Homework 7: Phonetic features

Posted Wednesday October 22nd; due Tuesday October 28th.

1. More phonetic transcription

Transcribe the following sentences using the IPA. Use the phonetic symbols given in Fromkin & Rodman's textbook, and be careful to avoid being misled by the English spellings!
 
a. The quick brown fox jumped over the lazy dog.
b. The University of Delaware is located in Newark.
c. Wilmington is on this side of Philadelphia.
d. Socks is the first cat, and performs many official functions.

2. Phonetic features

Fromkin & Rodman: Exercises 5 & 6 (p.213)

3. English plural & past tense allomorphs revisited

Recall from our discussion of morphology that there are 3 allomorphs of the English plural morpheme (-s) and three allomorphs of the English past tense morpheme (-ed).
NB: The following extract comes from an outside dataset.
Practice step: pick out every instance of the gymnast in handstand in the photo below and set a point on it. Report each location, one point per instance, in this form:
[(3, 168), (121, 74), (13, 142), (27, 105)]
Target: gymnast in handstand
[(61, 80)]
When we discussed these before we gave fairly imprecise descriptions of when the different allomorphs are used. Now, with a little phonetics under your belt, you should be able to give a much more precise account of when the different allomorphs are used.

4. Extra Credit: Speech Demonstrations on the Web

Visit the following two web-sites, which contain instructional demonstrations of how speech sounds are produced and perceived. You will need to use a computer which can play sound-files. All Macintoshes will be able to do this; some, but not all, Windows PCs will be able to do this.
 
San Francisco Science Museum (Exploratorium): Vocal Vowels
 
Haskins Laboratories (New Haven, CT): Sine-Wave Speech
 
The Exploratorium demonstration gives an illustration of how vocal tract shape determines vowel sounds; the Haskins Labs demonstration shows how a (crude) version of a spoken utterance can be created by the combination of a number of different tone 'whistles' (pay particular attention to the 'Tone Combinations' page.
 
Write a brief description of what the demonstrations show, and what you learned from them.